Des coups à la porte. Les agents de NKVD « Commissariat du peuple aux Affaires intérieures »  embarquent le père de Marc. Marc a alors 14 ans. Il ne verra plus jamais son père.

 

* * *

 

1953. La Sibérie. Le goulag de Vorkouta. Le haut lieu de la martyrologie stalinienne. C’est au cercle polaire et il y fait - 40 ou  -50 voir – 60 la nuit en hiver. Marc travaille à la mine numéro 8. Le réveil dans le noir à 5 h du matin. Distribution de pain. Nouvelle sélection des détenus. Certains  devront partir et on ne sait pas quel sort les attend. Marc s’approche de l’un d’eux, Armand – un franco-arménien et lui donne ses trésors : une ration de pain, une boite d’allumettes et un peu de machorka (tabac) enveloppé dans le papier journal.

Je n’ai pas imaginé cette scène, j’ai lu ceci dans « Les fils du  Goulag » , page 161 – autour : Armand Malounian.

* * *

 

1955. Le goulag de Potma au sud-est de Moscou.
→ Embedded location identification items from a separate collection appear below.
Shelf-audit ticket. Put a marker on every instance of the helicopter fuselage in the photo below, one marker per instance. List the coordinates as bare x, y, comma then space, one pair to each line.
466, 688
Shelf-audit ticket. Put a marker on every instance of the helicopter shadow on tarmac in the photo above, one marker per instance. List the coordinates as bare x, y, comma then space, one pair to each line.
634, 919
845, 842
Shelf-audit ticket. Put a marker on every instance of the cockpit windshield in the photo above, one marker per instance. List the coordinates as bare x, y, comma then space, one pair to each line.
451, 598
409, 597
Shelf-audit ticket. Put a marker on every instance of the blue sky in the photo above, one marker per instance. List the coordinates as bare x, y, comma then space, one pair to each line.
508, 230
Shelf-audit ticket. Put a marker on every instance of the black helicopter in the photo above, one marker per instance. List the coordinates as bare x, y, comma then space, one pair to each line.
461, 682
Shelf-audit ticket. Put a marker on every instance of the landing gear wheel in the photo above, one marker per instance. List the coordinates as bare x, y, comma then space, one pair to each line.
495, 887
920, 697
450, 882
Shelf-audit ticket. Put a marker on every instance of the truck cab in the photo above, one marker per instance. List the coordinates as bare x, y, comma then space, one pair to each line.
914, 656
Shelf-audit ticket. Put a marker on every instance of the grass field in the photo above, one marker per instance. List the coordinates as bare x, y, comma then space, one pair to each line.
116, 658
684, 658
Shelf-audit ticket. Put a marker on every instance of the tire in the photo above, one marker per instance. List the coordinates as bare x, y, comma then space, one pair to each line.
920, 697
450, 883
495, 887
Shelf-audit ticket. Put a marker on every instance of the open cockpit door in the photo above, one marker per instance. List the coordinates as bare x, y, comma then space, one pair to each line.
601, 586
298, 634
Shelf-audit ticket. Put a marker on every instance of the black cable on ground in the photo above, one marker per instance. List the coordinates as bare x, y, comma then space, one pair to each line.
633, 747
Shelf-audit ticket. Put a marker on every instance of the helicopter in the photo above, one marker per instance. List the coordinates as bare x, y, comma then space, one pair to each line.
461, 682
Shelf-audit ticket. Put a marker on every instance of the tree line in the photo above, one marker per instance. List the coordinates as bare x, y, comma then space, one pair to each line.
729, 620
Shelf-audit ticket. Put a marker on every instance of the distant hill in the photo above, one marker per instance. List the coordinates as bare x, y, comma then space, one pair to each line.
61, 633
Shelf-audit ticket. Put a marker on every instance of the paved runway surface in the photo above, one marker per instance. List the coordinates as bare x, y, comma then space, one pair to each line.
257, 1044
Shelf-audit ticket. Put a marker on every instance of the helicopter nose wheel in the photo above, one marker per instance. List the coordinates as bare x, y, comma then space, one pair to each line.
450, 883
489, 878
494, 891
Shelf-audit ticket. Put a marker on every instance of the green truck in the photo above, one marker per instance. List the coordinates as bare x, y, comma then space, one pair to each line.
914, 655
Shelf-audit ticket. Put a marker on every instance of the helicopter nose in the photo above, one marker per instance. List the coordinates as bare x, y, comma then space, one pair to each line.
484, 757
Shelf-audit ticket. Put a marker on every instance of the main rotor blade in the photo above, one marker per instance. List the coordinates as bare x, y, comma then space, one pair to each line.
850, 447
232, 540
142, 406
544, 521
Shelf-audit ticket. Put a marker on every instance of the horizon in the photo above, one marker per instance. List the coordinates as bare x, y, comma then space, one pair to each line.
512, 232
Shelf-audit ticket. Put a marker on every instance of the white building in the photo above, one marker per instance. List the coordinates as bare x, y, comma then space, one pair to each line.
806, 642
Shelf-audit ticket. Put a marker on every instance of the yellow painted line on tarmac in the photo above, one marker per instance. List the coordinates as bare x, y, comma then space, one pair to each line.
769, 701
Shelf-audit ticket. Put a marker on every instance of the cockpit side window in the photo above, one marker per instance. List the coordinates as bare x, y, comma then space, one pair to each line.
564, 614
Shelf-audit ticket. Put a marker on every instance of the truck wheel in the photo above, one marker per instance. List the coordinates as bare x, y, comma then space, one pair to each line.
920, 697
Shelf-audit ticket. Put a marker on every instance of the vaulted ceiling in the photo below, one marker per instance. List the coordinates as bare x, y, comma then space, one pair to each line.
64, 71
Le camp de transit, en l’attente de la libération. Mark est toujours prisonnier mais il ne travaille plus. Les hommes ne sont plus séparés des femmes.  Marc a désormais une femme Liliane et un fils George.  George a été enlevé à Liliane quand il était bébé, amené à l’orphelinat et destiné à être l’enfant de la patrie soviétique. Une marque à côté de son nez  est encore aujourd’hui la preuve du plus grand amour maternel que l’on puisse imaginer. Liliane l’avait blessé volontairement avant qu’il lui soit enlevé pour avoir une chance de le retrouver un jour. Elle l’a marqué. En tant  que le fils de Marc, George sera français et sera libéré.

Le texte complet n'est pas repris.